L'Asie redevient le centre de l'économie mondiale ". Jeung-Hyun Yoon, ministre des finances sud-coréen, ne pouvait mieux résumer la fierté des ministres, gouverneurs de banque centrale et économistes réunis les 12 et 13 juillet à Daejeon (Corée du Sud) dans le cadre d'une conférence " Asia 21 ", organisée en partenariat avec le Fonds monétaire international (FMI), pour tirer les leçons de l'éclatante santé de ce continent.

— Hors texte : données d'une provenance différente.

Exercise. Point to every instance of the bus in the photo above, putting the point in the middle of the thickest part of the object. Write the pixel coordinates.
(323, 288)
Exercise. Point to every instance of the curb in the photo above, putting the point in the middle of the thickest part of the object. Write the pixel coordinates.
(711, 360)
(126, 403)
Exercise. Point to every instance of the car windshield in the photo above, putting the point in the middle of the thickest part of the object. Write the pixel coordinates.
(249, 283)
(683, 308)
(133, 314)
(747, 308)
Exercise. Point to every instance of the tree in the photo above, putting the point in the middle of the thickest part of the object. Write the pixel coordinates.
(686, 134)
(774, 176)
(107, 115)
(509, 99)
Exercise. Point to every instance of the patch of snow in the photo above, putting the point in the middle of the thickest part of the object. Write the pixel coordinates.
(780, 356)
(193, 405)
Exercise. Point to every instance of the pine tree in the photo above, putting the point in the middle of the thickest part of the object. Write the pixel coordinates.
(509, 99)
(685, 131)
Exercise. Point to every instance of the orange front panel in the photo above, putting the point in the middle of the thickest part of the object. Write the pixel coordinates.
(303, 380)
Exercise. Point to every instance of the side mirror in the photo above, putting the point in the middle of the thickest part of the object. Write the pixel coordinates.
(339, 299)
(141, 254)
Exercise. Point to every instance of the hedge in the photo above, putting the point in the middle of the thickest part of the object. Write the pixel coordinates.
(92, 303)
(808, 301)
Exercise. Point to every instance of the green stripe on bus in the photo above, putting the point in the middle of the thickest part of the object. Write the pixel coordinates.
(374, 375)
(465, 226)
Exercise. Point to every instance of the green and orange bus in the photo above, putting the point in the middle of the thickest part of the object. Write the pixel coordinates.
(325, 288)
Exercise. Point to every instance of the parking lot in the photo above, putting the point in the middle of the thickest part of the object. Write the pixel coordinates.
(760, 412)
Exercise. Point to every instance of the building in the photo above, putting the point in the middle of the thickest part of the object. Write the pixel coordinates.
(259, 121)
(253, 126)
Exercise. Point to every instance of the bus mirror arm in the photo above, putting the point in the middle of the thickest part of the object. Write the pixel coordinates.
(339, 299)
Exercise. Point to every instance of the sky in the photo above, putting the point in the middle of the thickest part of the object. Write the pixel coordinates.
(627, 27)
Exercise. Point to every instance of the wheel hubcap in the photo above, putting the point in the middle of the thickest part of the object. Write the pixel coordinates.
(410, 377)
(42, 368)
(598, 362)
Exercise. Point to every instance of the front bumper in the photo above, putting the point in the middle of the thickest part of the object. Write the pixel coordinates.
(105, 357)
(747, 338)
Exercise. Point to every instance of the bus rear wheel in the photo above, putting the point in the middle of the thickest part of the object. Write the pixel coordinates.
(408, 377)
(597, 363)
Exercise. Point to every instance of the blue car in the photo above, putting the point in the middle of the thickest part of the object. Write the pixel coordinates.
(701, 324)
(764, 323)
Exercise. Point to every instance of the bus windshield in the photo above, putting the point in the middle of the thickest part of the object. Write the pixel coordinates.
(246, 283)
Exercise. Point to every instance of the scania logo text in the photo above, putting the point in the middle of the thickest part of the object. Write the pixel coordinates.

La croissance des pays riches ne devrait pas excéder 2,6 % en 2010, selon le FMI, alors que celle des pays asiatiques atteindrait 7,5 %, notamment grâce à la Chine (+ 10,5 %), à l'Inde (+ 9,4 %) ou à la Thaïlande (+ 7 %). A ce rythme, le produit intérieur brut (PIB) dépassera en 2030 celui des pays du G7, jusque-là les plus industrialisés du monde. Un juste retour de l'Histoire pour le ministre coréen, qui a rappelé que " l'Asie pesait la moitié du produit mondial au seuil de la révolution industrielle, au XVIIIe siècle ".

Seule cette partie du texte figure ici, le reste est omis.